3- 6183 sayılı Kanunun “Ödeme emri” başlıklı 55. maddesinin ilk fıkrasında; kamu alacağını vadesinde ödemeyenlere, yedi gün içinde borçlarını ödemeleri veya mal bildiriminde bulunmaları gereğinin bir ödeme emri ile tebliğ olunacağı; “Ödeme emrine itiraz” başlığını taşıyan 58. maddesinin birinci fıkrasında; kendisine ödeme emri tebliğ olunan kişinin, böyle bir borcu olmadığı veya kısmen ödediği veya zamanaşımına uğradığı hakkında tebliğ tarihinden itibaren yedi gün içinde itirazda bulunabileceği belirtilmiştir.
Görüldüğü gibi; “menfi tespit” niteliğindeki ödeme emrine itiraz/ödeme emrinin iptali davasının yedi günlük hak düşürücü süre içerisinde açılması zorunlu olduğu gibi, kendisine ödeme emri gönderilen borçlunun itirazları da üç nedenle sınırlandırılmıştır. 6183 sayılı Kanunun 58.maddesine göre; kendisine ödeme emri tebliğ olunan şahıs, böyle bir borcu olmadığı veya kısmen ödediği veya zamanaşımına uğradığı hakkında tebliğ tarihinden itibaren yedi (7) gün içinde alacaklı tahsil dairesine ait itiraz işlerine bakan vergi itiraz komisyonu nezdinde itirazda bulunabilir. İtiraz etmezse borç kesinleşmiş olur.

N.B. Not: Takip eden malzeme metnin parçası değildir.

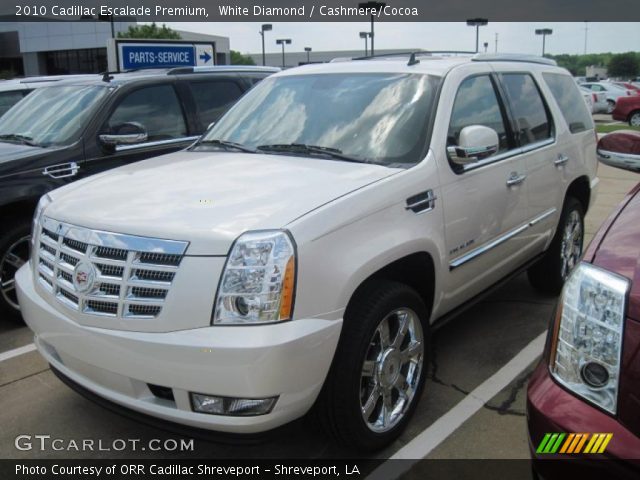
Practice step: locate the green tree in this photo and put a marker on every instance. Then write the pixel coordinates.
(150, 31)
(238, 58)
(624, 65)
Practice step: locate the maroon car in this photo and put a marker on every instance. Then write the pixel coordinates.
(627, 109)
(583, 401)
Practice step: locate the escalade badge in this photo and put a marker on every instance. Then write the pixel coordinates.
(84, 276)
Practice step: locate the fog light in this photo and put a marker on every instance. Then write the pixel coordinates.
(237, 407)
(595, 375)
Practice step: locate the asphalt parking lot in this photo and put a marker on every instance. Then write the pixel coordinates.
(476, 390)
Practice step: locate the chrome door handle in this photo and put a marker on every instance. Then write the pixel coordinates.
(62, 170)
(515, 179)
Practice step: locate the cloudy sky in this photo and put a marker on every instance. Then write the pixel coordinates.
(512, 37)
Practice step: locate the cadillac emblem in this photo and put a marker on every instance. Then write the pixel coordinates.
(84, 276)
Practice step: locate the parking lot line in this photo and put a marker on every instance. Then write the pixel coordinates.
(17, 352)
(434, 435)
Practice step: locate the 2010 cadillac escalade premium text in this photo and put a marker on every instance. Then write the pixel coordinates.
(298, 255)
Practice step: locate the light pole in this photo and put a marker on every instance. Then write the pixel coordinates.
(283, 42)
(267, 27)
(365, 35)
(477, 22)
(544, 32)
(374, 7)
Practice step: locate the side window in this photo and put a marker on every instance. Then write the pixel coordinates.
(9, 99)
(574, 110)
(527, 107)
(476, 103)
(214, 98)
(156, 108)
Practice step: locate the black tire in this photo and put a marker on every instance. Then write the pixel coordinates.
(564, 253)
(339, 409)
(611, 105)
(14, 251)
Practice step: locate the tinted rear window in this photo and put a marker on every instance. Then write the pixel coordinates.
(574, 110)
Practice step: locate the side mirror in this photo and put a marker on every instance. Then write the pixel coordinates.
(128, 133)
(477, 142)
(621, 149)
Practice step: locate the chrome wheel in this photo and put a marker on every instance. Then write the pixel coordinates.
(15, 256)
(571, 247)
(391, 370)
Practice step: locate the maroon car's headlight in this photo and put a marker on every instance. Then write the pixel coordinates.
(587, 337)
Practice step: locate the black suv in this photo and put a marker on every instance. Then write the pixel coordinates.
(79, 127)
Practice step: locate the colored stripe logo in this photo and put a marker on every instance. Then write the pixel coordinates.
(572, 443)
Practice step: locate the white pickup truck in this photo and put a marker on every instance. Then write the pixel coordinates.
(297, 256)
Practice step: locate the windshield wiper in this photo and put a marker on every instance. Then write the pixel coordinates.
(24, 139)
(226, 145)
(311, 149)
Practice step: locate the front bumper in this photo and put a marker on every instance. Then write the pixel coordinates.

Diğer taraftan 6183 sayılı Kanunun 54. maddesi hükmü uyarınca da süresinde ödenmeyen amme alacağı tahsil dairesince cebren tahsil olunur. Amme borçlusunun borcuna yetecek miktarda mallarının haczedilerek paraya çevrilmesi de maddede belirtilen cebren tahsil şekillerinden birisidir. Bu bağlamda, borçtan dolayı cebren tahsile geçmeden önce anılan Kanunun 55. maddesi hükmünde öngörülen bilgilerin tümünü içeren bir ödemeye çağrı yazısının “ödeme emri” nin tebliğ edilmesi yasal zorunluluktur. Bir başka ifade ile kamu alacağı için “ödeme emri” çıkarılmadan ve icra takibi kesinleştirilmeden haciz uygulanması ve diğer cebren tahsil yollarına başvurulması kanuna aykırıdır.

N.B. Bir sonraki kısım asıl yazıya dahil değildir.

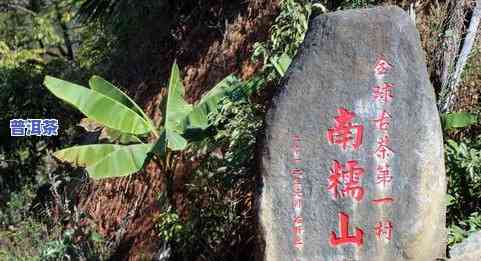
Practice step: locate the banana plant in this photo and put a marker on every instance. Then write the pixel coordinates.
(106, 105)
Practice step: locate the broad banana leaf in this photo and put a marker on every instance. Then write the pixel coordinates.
(117, 136)
(458, 120)
(175, 141)
(176, 108)
(99, 84)
(123, 161)
(198, 117)
(281, 64)
(99, 107)
(85, 155)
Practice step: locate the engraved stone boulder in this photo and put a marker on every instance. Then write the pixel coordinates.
(352, 161)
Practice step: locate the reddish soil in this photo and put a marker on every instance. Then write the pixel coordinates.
(123, 209)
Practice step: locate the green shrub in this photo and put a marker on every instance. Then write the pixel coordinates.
(463, 168)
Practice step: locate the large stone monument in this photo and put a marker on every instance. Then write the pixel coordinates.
(352, 163)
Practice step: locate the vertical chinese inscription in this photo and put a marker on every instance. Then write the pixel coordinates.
(383, 94)
(297, 194)
(345, 179)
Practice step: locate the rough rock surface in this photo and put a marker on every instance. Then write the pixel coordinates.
(354, 69)
(468, 250)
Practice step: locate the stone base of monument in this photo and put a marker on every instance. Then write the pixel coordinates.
(352, 161)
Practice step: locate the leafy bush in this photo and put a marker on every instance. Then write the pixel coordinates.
(463, 166)
(219, 218)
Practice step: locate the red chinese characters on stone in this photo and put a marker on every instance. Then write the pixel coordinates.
(344, 237)
(382, 67)
(348, 176)
(382, 123)
(382, 150)
(383, 93)
(383, 229)
(383, 175)
(298, 230)
(296, 148)
(345, 132)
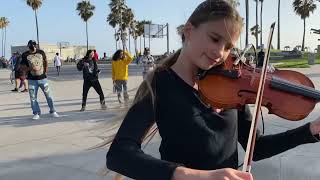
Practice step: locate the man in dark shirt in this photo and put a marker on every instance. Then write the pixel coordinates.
(34, 61)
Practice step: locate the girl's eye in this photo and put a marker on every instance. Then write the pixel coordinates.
(228, 47)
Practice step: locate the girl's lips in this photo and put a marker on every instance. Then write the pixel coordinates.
(213, 61)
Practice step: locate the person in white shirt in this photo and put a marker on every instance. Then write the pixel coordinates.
(147, 62)
(57, 63)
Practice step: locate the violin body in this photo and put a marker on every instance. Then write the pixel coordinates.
(287, 94)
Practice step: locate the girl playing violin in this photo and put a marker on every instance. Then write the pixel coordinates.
(198, 143)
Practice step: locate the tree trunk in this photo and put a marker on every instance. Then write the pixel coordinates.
(2, 34)
(257, 26)
(261, 24)
(140, 44)
(135, 46)
(304, 33)
(4, 41)
(247, 22)
(115, 38)
(35, 14)
(278, 46)
(87, 35)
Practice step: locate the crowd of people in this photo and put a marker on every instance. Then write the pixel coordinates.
(30, 71)
(198, 141)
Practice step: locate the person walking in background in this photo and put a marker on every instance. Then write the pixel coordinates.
(96, 56)
(90, 71)
(20, 76)
(147, 62)
(34, 61)
(120, 61)
(57, 62)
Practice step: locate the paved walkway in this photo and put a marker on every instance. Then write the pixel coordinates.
(57, 149)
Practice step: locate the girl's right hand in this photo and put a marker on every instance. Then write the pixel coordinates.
(182, 173)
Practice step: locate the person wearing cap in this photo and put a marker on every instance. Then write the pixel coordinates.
(147, 62)
(34, 61)
(19, 75)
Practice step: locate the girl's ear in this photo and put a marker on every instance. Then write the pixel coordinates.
(188, 27)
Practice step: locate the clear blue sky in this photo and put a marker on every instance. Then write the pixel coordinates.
(59, 21)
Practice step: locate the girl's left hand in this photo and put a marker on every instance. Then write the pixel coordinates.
(315, 126)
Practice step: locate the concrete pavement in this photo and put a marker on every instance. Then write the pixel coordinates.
(57, 149)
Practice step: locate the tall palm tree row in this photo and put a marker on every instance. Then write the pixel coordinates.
(303, 8)
(4, 22)
(85, 11)
(35, 5)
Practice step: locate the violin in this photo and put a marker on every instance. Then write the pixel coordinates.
(287, 94)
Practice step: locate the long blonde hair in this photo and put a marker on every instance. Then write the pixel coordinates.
(208, 10)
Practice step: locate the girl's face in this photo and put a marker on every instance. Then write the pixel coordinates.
(209, 44)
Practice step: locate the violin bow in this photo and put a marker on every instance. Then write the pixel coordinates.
(253, 129)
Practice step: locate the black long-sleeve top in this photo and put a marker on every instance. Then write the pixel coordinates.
(192, 134)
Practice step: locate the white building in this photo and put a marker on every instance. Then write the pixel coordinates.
(71, 51)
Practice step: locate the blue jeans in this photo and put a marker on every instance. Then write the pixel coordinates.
(33, 93)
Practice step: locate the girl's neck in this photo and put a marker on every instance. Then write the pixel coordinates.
(186, 70)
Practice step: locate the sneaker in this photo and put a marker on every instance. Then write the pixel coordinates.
(55, 115)
(83, 109)
(26, 90)
(36, 117)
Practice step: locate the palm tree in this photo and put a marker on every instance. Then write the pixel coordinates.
(180, 30)
(85, 11)
(255, 30)
(303, 9)
(140, 30)
(115, 17)
(278, 46)
(261, 8)
(35, 5)
(4, 22)
(247, 22)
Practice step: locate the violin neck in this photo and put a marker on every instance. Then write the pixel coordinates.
(294, 88)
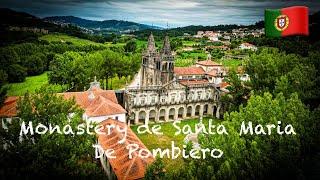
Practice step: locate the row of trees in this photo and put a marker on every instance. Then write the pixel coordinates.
(78, 69)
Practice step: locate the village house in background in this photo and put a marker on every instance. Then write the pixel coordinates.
(164, 92)
(248, 46)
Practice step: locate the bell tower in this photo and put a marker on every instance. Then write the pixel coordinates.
(167, 62)
(150, 67)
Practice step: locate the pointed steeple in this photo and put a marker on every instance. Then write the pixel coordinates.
(151, 47)
(166, 49)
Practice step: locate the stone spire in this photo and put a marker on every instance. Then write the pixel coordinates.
(151, 47)
(166, 46)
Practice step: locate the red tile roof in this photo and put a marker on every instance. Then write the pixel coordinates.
(122, 165)
(104, 103)
(194, 82)
(9, 108)
(213, 72)
(189, 71)
(208, 63)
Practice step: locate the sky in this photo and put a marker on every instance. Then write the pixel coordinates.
(164, 13)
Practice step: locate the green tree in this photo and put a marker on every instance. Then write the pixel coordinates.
(156, 170)
(131, 46)
(47, 154)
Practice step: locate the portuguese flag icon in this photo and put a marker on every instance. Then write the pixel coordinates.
(287, 21)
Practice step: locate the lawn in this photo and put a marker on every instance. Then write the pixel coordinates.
(231, 63)
(152, 141)
(30, 85)
(65, 38)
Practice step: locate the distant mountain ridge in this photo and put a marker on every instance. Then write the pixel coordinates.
(110, 25)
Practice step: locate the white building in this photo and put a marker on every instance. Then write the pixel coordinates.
(98, 105)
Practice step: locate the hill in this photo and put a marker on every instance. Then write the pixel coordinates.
(106, 25)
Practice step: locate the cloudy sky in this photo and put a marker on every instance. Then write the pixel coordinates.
(159, 12)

Belirtilen açıklamalar ışığında davacının aracına konulan haciz yönünden yapılan incelemede, işbu hacze dayanak ödeme emirlerinin (Diyarbakır Sosyal Güvenlik Merkezince düzenlenen 2013/16914, 16917,16920 nolu ödeme emirleri) davacıya tebliğ edildiğine dair bir evrak bulunmadığı gibi Balıkesir Sosyal Güvenlik Merkezince düzenlenen ödeme emirlerinden farklı olduğu (aynı dönemlere ilişkin ise de, farklı bir işyerine ait olduğu ile miktarının da farklı olduğu) anlaşılmakla, söz konusu ödeme emirlerinin tebliğ hususu araştırılıp sonucuna göre hüküm kurulması gerekmektedir.
O halde, taraf vekillerinin bu yönleri amaçlayan temyiz itirazları kabul edilmeli ve hüküm bozulmalıdır.
SONUÇ: Temyiz edilen hükmün yukarıda açıklanan nedenlerle BOZULMASINA, temyiz harcının istek halinde davacıya iadesine, 26.02.2020 gününde oybirliğiyle karar verildi.